The mission is Beating Obama. My idea for a title. Who among you is still feeling like a pirate rather than a damsel hopelessly walking the plank?


My son is still working on my book. Slowly. But he'll do me proud. Eventually.

Fountain of Youth? No. "Does this face look like it's seen the Fountain of Youth?" But how about regeneration of the American spirit? That's a different question altogether.

Yo ho.




Tuesday, January 17, 2012


Newt Resurgent

Watch to the end. To the fatal snakebite that isn't.

SHOULD I STOP TALKING ABOUT THE NFL? Last week, Roger Simon compared Newt Gingrich to a warthog. Wrong metaphor. In the best Republican debate yet, Newt prevailed once again. His beltway enemies have struck and struck and struck. They must be dismayed at the way he shrugs off their venom:


If you've got the guts, the race card is a deuce.

That's the headline. The subhead is that the other three sane candidates also turned in outstanding performances. Two or three times, Romney ceased being a Ken doll and had the crowd going. Rick Santorum got to talk about something other than same sex marriage. Surprise. He had something to offer. And where was this Rick Perry back when he had a chance at being nominated? I can't find a clip, but he was good: for the first time I could see him as a president. He won't be, but I was encouraged to see four on the stage at one time who could be. (The fifth got tangled up with a honey badger. Enough said.)

Oh well. The glass is not half empty but half full. What I saw was a reaffirmation of capitalism, limited government. religious faith, American values and character, and a huge rebuff of the MSM portrayal of Republicans as racist reactionaries. Thank you, South Carolina, and thank you, Fox News.

We're not as much alone in our quaint beliefs as WAPO and CNN and the NYT and the Hollywood publicity machine would like us to be. If the Golden Globes broadcast and its PC-oriented awards disgusted you, take this as an antidote:



My sneaky way of bringing the conversation back to the truly important subject of the day (and my prior post), NFL football.


I've seen Vince Papale in person. He's real -- no Hollywood fiction. A
special teams hero nobody in Philly will ever forget. What we can be.

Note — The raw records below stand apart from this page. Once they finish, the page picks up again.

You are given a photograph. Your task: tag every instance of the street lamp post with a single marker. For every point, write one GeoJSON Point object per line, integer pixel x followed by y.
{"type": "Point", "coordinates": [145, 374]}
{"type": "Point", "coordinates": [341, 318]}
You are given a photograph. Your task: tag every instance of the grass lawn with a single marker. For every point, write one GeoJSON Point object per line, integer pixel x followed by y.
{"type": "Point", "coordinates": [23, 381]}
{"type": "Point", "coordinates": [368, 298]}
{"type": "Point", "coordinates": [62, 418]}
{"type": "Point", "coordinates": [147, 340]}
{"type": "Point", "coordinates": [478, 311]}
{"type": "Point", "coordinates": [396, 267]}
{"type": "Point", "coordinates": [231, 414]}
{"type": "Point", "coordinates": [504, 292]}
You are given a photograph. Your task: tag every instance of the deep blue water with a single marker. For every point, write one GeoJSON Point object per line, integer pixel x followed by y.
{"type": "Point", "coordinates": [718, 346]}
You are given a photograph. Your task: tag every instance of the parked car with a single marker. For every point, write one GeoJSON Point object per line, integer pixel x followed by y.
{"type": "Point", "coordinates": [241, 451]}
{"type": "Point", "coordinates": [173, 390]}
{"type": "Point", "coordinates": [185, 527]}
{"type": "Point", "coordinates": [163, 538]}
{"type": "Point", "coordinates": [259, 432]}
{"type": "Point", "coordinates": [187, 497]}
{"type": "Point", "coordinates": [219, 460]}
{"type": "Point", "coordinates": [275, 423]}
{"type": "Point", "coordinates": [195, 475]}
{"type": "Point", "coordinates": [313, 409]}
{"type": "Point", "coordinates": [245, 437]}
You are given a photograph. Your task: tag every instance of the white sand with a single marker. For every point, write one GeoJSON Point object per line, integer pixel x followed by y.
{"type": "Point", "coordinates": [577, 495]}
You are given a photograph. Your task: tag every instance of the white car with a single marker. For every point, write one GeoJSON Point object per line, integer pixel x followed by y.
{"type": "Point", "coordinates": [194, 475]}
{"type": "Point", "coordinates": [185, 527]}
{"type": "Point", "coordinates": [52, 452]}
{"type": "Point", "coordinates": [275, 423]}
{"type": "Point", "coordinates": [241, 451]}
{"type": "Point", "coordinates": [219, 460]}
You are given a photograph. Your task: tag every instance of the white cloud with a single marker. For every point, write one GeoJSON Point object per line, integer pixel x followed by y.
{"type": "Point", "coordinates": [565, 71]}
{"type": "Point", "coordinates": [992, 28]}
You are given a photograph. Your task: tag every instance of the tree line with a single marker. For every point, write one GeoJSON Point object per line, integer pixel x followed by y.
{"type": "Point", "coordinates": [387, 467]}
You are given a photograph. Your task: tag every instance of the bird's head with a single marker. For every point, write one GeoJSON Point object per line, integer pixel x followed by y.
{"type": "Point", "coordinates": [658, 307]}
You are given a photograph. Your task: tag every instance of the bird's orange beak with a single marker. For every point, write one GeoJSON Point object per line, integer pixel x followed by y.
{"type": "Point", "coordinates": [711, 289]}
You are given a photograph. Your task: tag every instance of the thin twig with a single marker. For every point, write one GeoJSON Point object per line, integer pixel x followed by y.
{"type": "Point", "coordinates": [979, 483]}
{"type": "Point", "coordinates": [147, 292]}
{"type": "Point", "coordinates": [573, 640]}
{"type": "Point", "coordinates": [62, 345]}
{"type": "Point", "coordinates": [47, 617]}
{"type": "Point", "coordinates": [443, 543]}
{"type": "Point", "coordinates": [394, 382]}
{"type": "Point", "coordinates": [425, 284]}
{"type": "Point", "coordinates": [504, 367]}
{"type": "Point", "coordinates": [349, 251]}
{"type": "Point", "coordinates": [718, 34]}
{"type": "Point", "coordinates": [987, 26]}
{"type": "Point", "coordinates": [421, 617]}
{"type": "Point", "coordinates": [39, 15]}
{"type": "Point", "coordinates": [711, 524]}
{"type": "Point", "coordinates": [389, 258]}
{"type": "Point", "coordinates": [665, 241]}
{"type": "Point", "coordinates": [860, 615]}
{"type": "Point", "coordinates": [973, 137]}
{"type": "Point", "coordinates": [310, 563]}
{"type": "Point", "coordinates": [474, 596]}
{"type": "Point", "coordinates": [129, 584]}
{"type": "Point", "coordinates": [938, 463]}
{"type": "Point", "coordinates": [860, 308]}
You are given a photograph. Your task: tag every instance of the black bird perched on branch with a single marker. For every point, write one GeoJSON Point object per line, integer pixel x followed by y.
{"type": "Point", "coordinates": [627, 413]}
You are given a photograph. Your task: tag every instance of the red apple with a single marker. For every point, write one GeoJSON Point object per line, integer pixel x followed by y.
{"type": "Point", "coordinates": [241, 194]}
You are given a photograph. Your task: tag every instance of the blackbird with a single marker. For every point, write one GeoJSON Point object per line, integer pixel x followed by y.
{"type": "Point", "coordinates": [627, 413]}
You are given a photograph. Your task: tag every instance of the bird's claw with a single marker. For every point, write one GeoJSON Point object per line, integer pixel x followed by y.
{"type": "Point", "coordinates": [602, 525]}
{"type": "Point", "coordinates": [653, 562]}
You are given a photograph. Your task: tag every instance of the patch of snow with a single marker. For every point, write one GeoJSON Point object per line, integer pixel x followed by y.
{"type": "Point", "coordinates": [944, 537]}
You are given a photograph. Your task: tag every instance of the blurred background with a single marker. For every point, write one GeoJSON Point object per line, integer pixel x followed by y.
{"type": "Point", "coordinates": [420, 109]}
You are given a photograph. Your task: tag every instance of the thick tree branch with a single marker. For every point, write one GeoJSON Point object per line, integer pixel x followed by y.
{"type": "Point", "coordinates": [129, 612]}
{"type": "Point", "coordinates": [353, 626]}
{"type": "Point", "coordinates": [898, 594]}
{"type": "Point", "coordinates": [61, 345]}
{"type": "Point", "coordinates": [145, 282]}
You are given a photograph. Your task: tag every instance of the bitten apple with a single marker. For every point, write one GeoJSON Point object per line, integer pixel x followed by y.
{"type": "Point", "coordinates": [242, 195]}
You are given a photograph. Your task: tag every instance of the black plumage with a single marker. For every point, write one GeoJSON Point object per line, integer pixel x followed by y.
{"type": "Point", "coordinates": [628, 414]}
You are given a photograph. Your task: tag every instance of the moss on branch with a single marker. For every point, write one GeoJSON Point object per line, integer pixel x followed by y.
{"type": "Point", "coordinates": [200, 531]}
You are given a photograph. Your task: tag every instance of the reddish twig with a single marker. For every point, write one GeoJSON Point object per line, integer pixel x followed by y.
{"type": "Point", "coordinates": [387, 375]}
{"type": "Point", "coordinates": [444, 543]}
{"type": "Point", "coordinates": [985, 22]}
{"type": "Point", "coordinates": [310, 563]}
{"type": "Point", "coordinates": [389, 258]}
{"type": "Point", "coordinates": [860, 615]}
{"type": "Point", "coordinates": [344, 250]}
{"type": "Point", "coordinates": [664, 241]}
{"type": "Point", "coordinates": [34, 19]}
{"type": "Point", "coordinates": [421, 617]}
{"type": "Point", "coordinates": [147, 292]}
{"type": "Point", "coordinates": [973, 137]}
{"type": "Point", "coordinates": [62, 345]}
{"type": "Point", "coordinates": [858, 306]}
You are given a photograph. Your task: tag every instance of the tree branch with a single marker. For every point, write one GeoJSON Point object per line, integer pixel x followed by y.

I kid. But do I? Maybe not. We have to keep getting up from the last hit and making the next play. If we do, we win. It's that simple. Americans of every stripe know in their hearts that Obama is a diva wide receiver (never a QB -- BO=TO, dude) with no stats to back up his endlessly running mouth. He runs for the sidelines at every whipstitch, and he doesn't have the balls to catch a tough pass in the middle of the field. Even the MSM can't hide these facts about him forever, and no matter how hard they try, the people who vote will know.

Don't lose heart. Every poll that shows Obama under 50 percent in a head-to-head matchup is an indicator of victory. The undecideds always break big against the incumbent. Remember that.

Fly, Eagles, fly. (There's no song for honey badgers.) We'll work it out.

P.S. For the LGBT liberals among you, here's the preferred "sarcastic" narration of the clip above that makes it seem like a scene from a network sitcom. Cool.



Newt's just a nasssty boy. Won't be seeing him on Fashion Police anytime soon. More proof that there is no God. But isssn't Newt awful? You betcha sistah. Wait for our hot hot "Honey Badguh" episode on Glee. [We're Fox, the parent company of most LGBTA propaganda, except for Matt Lauer's volunteer efforts.]